Almost every afternoon after I come home my son grabs his shoes and sword and heads out the door.
Sometimes we pass each other on the driveway and he gives me that 10-year-old head bob that reminds me even though he is not a teenager yet he knows that using too many words in an acknowledgement isn't cool. Sometimes he stops at the door and tells me about his day a bit before he heads out. But eventually, once his afternoon work is attended to, he heads up to the cul-de-sac in front of our house, usually running, to face the monsters that inhabit Pokeys Creek.

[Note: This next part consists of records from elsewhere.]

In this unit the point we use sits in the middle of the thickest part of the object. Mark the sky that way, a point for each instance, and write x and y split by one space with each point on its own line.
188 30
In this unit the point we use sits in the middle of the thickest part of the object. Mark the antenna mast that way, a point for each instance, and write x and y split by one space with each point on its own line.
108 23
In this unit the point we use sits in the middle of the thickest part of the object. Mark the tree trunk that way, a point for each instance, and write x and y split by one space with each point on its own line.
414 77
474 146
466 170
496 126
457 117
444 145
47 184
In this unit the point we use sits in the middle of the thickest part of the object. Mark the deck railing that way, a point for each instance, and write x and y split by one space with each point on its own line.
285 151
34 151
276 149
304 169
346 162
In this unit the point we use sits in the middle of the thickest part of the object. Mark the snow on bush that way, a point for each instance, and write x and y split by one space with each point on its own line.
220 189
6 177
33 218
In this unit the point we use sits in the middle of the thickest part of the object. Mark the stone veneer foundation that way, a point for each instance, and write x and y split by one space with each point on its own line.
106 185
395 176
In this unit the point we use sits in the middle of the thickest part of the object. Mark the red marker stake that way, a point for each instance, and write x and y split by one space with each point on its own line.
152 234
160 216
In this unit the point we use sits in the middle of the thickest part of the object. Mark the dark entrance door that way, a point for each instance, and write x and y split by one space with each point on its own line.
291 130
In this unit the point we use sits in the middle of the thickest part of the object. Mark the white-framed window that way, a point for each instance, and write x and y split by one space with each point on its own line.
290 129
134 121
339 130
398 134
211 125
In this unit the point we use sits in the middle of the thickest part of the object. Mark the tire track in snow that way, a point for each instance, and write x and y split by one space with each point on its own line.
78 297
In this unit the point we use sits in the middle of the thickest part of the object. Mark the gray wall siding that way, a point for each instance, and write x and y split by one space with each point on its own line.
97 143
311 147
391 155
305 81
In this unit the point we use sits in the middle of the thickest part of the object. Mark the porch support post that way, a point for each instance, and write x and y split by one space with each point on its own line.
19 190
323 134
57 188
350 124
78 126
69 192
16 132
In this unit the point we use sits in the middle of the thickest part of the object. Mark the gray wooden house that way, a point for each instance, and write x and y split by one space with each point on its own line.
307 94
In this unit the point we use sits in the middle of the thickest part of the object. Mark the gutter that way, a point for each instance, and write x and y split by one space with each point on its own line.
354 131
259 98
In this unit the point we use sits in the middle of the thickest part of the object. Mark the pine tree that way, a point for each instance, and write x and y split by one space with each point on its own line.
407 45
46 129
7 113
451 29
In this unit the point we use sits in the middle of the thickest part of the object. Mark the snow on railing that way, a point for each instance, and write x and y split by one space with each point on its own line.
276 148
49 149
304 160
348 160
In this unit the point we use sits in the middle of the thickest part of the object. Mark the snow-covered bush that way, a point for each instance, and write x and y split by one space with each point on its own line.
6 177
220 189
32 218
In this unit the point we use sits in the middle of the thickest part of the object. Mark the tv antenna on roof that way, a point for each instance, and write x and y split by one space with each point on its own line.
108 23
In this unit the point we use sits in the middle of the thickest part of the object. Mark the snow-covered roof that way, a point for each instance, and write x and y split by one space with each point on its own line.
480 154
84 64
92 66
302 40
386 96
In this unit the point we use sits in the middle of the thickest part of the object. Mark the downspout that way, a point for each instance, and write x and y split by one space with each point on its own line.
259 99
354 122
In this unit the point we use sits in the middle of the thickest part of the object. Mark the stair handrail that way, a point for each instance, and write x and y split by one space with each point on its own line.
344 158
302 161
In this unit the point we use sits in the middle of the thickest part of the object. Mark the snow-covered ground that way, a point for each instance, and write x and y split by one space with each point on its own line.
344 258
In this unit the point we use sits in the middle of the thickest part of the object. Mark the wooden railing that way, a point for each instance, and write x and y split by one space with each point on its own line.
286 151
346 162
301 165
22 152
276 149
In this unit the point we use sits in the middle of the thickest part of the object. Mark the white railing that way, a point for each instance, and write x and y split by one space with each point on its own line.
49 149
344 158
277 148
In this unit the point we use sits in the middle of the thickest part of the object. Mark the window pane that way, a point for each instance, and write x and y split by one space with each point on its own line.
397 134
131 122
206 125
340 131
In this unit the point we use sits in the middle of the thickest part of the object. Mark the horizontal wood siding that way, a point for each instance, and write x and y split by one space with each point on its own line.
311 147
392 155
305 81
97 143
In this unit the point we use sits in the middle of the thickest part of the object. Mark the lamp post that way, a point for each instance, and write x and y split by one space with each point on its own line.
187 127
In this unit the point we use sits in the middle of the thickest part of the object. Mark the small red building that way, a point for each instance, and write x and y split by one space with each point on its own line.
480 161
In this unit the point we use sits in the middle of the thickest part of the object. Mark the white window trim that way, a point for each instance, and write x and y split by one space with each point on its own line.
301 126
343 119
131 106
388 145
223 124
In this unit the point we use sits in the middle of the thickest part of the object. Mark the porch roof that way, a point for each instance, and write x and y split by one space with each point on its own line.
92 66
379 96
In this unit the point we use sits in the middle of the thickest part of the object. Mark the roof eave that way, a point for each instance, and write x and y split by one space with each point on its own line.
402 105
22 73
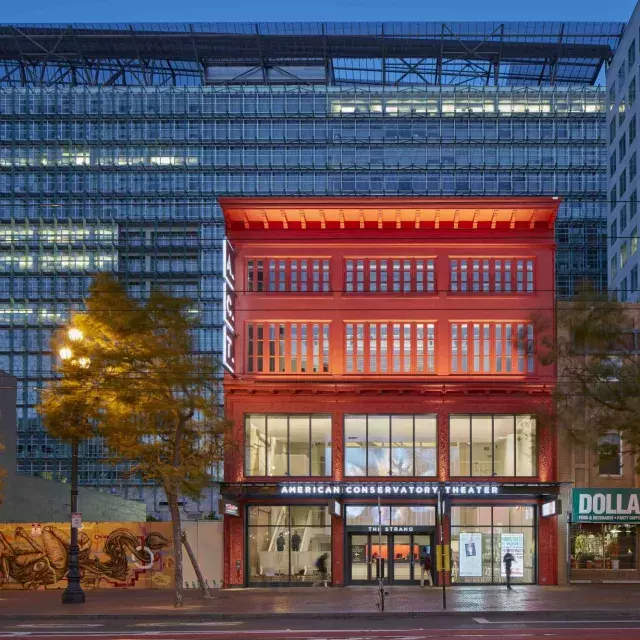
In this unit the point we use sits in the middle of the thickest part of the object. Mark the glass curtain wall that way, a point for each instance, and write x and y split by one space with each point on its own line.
397 445
151 161
498 529
287 445
493 445
284 543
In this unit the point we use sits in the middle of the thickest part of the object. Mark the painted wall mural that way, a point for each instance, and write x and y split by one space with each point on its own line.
112 554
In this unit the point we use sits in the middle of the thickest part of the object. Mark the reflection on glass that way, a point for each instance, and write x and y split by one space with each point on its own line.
294 445
526 446
481 454
285 542
402 445
460 445
378 446
299 434
398 445
321 446
426 432
278 446
256 445
492 523
504 445
355 428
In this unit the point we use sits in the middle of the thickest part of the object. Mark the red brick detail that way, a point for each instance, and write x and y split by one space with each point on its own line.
443 445
548 551
337 555
234 551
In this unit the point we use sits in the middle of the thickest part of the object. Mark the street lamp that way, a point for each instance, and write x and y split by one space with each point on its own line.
73 594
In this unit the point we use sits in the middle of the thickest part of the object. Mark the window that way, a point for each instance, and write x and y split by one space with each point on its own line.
624 254
488 347
288 275
622 219
622 183
396 445
284 542
288 347
492 526
491 275
493 445
287 445
604 546
408 275
610 455
411 345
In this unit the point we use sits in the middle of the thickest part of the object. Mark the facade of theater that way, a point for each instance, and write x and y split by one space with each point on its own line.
386 388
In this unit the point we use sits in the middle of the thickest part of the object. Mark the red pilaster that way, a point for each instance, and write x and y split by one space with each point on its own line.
548 551
337 555
234 551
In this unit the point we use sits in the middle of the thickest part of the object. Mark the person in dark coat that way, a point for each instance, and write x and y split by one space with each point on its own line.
508 562
295 541
323 570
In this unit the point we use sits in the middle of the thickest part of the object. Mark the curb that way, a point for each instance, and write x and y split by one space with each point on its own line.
177 617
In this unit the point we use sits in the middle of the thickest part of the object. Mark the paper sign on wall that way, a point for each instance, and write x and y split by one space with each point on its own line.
470 555
514 543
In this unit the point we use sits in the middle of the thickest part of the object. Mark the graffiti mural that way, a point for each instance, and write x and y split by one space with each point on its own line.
132 555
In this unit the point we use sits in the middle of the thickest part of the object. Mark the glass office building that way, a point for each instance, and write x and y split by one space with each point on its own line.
113 154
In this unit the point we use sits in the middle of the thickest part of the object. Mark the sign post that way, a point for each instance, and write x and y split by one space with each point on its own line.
443 549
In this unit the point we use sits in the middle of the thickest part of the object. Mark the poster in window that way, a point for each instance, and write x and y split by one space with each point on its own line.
470 555
514 543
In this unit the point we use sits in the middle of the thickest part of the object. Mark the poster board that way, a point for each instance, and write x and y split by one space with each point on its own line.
513 542
470 555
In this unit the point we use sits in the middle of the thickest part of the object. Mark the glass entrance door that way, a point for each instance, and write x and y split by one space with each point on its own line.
368 555
397 556
407 551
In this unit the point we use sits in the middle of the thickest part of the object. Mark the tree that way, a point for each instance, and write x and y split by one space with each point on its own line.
598 389
131 377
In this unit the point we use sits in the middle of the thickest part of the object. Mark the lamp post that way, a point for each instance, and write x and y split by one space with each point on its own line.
73 594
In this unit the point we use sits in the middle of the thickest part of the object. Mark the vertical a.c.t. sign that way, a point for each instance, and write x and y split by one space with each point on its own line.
229 300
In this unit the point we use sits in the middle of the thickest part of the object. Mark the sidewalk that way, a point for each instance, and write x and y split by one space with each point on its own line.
318 602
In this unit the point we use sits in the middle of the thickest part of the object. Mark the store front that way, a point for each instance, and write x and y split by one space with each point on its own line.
476 524
604 535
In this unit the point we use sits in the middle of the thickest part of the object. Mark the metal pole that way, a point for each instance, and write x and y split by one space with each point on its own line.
380 565
569 523
73 594
444 555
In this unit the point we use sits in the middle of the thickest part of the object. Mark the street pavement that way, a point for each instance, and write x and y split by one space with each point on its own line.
314 603
429 627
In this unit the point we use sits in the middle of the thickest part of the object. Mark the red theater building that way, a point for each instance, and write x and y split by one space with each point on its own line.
385 350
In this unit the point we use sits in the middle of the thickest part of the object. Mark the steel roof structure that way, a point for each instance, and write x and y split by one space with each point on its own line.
329 53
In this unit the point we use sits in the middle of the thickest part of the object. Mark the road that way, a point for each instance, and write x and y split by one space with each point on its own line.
429 627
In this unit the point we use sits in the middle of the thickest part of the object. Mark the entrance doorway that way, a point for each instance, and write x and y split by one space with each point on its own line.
399 556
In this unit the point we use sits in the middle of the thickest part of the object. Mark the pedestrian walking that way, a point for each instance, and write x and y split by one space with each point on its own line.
425 567
295 541
508 561
321 566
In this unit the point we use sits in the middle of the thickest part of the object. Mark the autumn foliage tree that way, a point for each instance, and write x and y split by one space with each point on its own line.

I write that with a dual tinge of nostalgia and envy. In fact, I often watch him a little from our front windows. And there he is in the center of the road, holding his sword at a slight angle behind his head while sizing up the enemies before him. He'll hold that position for a few moments and then dissolve into a flurry slices, thrusts, and jabs in the air before him. He'll utter battle-like noises complete with the clanging of steel, cries of the men and creatures felled before his blade, and cheers from whatever crowd might be watching his heroic efforts. He is unabashed about it. Cars will sometimes cruise slowly around the cul-de-sac and he will dutifully step aside, into the grass, for safety but even there he is defending himself from opportunistic enemy forces that mistakenly think he is off-balance having moved from the concrete to the grass. They soon learn better as my boy parries and dodges the advancing hordes. People - real people - in the passing cars sometimes watch, sometimes smile. A few give him odd glances that seem to say "glad he's not my kid."
And I think: "Damn right he's not your kid. He's mine. And he's amazing."

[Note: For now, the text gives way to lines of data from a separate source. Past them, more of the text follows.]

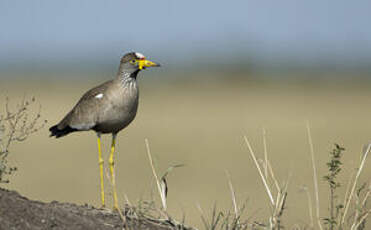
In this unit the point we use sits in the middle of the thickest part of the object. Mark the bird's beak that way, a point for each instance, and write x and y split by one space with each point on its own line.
143 63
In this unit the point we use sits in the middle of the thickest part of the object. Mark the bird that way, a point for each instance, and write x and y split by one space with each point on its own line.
107 109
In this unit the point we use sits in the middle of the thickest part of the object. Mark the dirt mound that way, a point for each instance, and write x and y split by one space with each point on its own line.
17 212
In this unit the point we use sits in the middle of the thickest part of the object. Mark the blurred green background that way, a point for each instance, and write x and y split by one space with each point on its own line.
228 69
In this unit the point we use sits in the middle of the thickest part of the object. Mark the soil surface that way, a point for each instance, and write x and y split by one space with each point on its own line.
20 213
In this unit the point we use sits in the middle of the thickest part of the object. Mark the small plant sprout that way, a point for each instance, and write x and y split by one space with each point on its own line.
16 125
334 168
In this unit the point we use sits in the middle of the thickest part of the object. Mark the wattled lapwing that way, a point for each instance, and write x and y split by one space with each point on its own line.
107 108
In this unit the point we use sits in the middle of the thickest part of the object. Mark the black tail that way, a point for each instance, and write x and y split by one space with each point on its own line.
54 131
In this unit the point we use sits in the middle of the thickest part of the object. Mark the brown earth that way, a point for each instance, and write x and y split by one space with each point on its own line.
18 212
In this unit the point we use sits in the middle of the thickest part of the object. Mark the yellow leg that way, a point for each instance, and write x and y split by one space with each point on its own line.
112 170
101 161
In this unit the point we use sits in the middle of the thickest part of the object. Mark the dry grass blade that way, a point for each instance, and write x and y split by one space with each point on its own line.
260 171
160 190
265 153
315 181
233 194
363 160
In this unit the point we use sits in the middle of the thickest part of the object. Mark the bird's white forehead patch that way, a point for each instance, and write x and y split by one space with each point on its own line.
99 96
139 55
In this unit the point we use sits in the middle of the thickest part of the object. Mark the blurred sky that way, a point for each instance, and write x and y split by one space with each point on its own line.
178 31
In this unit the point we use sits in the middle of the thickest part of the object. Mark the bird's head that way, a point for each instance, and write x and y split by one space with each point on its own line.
135 61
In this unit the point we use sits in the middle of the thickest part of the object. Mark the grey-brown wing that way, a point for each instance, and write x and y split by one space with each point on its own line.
86 112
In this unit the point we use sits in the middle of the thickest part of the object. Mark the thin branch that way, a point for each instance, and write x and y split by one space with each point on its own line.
355 182
315 182
163 198
260 171
233 194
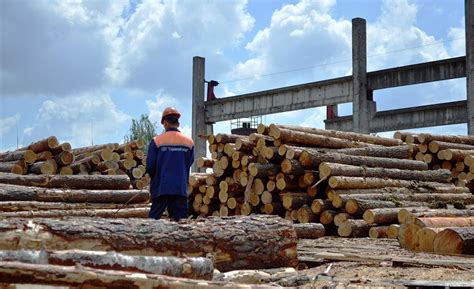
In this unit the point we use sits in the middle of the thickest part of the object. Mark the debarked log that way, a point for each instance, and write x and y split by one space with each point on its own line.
21 193
99 182
238 242
193 267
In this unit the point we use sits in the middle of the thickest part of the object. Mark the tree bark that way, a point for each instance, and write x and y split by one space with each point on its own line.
436 146
378 232
110 146
394 152
275 130
342 182
354 228
427 138
22 193
93 213
313 159
437 222
194 268
263 170
309 139
75 276
16 206
14 167
381 216
234 242
28 155
334 169
309 230
99 182
293 201
455 241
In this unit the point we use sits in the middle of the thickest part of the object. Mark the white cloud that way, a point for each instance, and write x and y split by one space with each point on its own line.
9 123
80 120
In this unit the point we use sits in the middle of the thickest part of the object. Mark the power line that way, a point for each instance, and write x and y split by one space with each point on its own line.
340 61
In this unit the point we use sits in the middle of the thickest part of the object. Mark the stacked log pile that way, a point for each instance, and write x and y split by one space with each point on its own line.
49 157
349 184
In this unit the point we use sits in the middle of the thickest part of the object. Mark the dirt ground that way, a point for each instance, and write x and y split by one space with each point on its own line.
379 262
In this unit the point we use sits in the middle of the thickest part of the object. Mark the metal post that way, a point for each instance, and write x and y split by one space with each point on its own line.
199 113
363 107
469 18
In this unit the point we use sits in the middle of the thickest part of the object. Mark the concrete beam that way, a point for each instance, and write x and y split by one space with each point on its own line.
408 118
469 18
314 94
417 73
198 114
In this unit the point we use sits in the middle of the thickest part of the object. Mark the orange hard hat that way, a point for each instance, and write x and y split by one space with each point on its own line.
170 111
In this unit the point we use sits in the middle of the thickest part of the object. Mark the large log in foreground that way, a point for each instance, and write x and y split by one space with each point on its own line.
248 242
98 182
194 268
21 193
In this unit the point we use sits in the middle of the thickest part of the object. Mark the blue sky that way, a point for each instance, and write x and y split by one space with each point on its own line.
82 70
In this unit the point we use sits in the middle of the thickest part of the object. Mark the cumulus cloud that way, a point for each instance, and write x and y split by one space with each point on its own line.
81 120
50 48
8 123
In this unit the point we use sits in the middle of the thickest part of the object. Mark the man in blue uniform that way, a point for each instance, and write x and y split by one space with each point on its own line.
169 159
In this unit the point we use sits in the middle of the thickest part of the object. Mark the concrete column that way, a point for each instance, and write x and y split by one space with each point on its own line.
199 112
363 108
469 18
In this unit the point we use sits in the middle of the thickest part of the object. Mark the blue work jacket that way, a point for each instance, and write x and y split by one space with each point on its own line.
169 159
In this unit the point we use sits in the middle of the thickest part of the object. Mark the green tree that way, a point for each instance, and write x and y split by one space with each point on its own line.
142 129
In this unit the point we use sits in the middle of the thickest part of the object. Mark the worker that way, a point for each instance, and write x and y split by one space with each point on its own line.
169 159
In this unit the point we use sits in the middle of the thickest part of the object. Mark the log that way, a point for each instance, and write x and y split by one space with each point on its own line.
48 167
92 182
22 193
378 232
381 216
455 241
354 228
275 131
63 147
342 182
407 236
64 158
437 222
313 159
263 170
425 239
194 268
43 145
436 146
28 156
15 206
295 200
394 152
358 207
292 167
259 241
461 139
80 276
309 230
392 231
14 167
309 139
110 146
334 169
305 215
94 213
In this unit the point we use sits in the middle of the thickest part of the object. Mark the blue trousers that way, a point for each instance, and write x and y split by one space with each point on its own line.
177 207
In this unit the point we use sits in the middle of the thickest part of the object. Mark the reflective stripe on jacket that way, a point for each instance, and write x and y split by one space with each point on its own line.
169 159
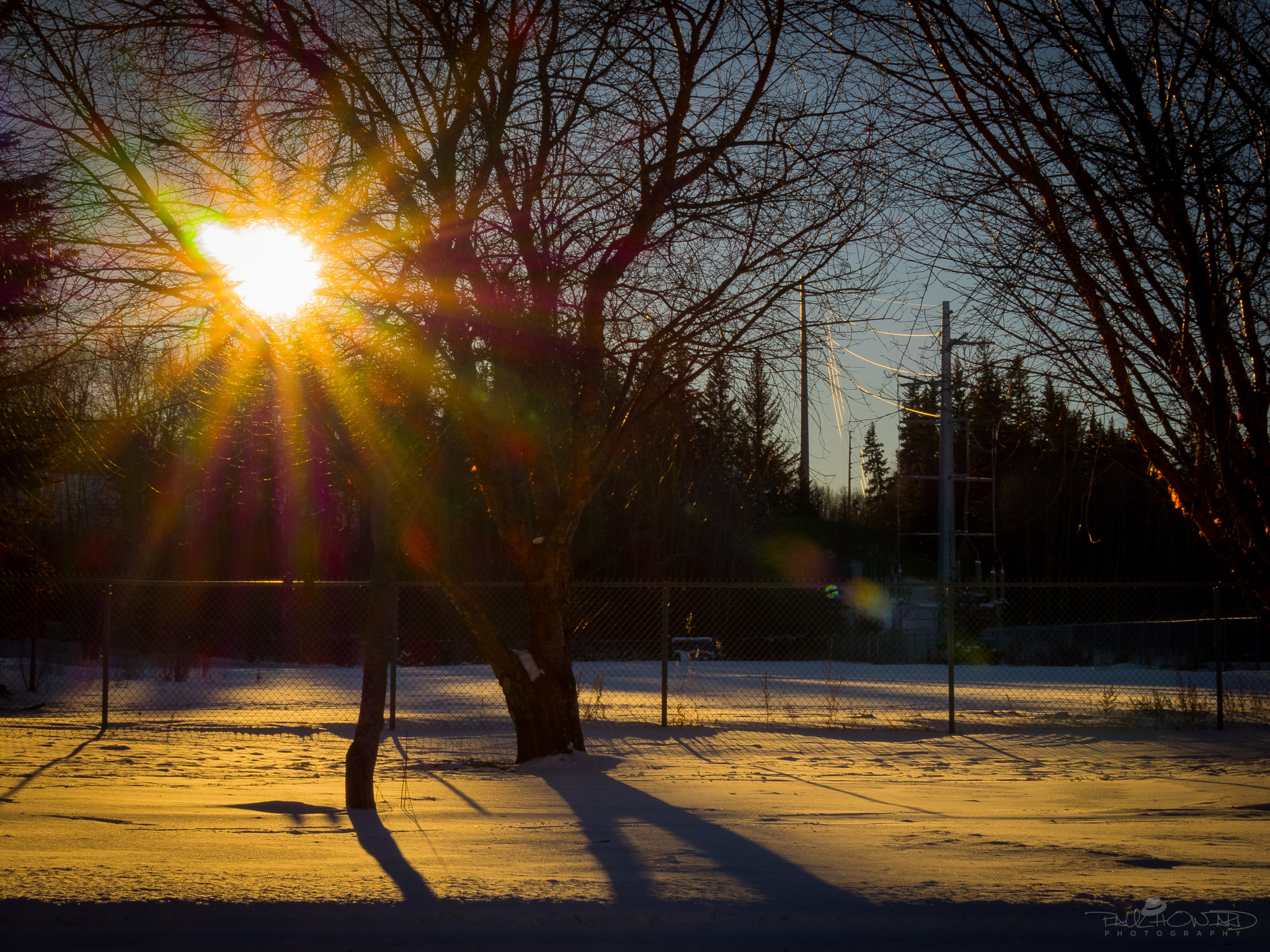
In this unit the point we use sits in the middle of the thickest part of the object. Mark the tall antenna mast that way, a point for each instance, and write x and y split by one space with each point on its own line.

I have more than a few memories of being permitted to play-act around my yard in some of the more epic adventures I could construct. Depending on my theme of the month it might be a science fiction adventure that was culminating in the last few moments of a galactic space conflict or a fairy tale quest to rid the world of the last evil creature known to man. Whatever the case, I was never taught to be self-conscious about my make-believe world. Swords, lightsabers, pirate hooks for hands... it was all fair game in my world. I remember friends coming to visit me and they enjoyed the physicality of fighting or battling but never seems really engaged in the story of what we were living out. Leave it to the future English teacher to care more about the story arch of what we played outside than the actual physical conflict. But what's my motivation here? Galactic domination?
So it is with my boy. He tells me often about his friends who have one kind of sports practice Monday, a different one Tuesday, conditioning Wednesday. And while I don't begrudge these children or their parents (both my children do gymnastics one day a week currently) I am proud of my son for not getting pressured into that world of constant go-go-go. Do more. Be involved in everything. No time to rest now. I love the fact that he spends thirty minutes to an hour spinning and jumping around the street out there engaging not just his muscles but also his imagination.

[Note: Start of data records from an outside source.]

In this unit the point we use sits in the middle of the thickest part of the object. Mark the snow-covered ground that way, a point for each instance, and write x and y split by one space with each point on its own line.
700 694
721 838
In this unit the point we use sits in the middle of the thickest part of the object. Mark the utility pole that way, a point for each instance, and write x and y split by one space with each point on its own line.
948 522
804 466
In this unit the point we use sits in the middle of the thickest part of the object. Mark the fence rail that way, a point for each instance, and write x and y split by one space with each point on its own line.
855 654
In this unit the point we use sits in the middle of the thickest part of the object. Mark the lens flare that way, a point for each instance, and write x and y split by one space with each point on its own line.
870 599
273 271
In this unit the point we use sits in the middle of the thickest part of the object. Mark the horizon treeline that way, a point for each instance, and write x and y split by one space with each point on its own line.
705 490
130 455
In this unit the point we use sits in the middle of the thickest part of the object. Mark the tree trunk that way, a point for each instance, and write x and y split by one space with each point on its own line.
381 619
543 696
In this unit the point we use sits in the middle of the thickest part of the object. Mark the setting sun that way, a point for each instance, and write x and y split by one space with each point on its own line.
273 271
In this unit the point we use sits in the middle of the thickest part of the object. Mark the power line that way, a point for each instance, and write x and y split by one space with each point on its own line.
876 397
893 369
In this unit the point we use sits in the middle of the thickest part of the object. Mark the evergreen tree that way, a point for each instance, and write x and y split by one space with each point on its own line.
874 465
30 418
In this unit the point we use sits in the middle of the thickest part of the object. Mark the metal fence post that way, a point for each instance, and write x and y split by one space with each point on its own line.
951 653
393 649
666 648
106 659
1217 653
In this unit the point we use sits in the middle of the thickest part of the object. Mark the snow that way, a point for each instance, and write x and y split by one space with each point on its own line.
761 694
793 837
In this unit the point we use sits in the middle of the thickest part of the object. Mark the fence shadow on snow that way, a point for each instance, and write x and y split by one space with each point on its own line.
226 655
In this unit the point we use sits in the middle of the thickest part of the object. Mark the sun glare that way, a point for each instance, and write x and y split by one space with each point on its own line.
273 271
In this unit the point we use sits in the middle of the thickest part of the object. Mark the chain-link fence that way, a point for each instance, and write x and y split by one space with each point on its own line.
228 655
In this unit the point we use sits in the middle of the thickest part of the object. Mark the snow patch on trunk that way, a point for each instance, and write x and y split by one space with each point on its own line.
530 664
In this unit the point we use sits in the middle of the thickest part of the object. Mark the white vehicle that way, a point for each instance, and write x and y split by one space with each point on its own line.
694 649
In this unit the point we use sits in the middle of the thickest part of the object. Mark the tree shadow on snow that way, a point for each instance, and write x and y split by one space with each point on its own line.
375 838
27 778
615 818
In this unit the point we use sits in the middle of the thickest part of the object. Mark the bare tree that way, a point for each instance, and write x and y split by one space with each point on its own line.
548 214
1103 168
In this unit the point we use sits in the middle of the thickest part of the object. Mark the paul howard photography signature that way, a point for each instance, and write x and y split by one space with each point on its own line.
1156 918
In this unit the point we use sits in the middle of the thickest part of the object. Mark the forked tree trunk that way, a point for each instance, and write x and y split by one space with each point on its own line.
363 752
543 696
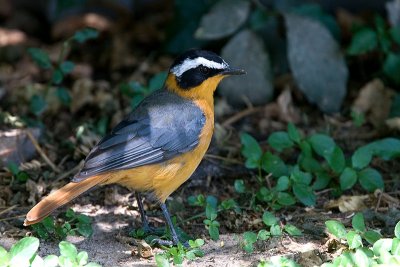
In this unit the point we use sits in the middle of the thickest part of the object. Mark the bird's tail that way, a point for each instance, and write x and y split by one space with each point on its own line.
61 197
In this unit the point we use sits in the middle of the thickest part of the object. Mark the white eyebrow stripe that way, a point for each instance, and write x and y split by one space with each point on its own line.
188 64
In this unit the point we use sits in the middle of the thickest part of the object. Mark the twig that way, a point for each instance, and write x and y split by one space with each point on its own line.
41 152
8 209
241 115
11 218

I hope, silently, that he never feels the need to suppress or conceal this creative and wonderful sense of fun and expression. Some of the neatest teenagers I teach are ones who takes risks when they write in my class and allow their sense of fun and inspiration affect their sentences and paragraphs on paper. Grow up that way, your way, I think.
Right now outside he's leaping over a horizontal tree branch in a rather heroic way. I want to ask him what the story is. Goblin stole his kingdom's treasure? His princess? His magical cloak?
Whatever the answer: I know I'll love it.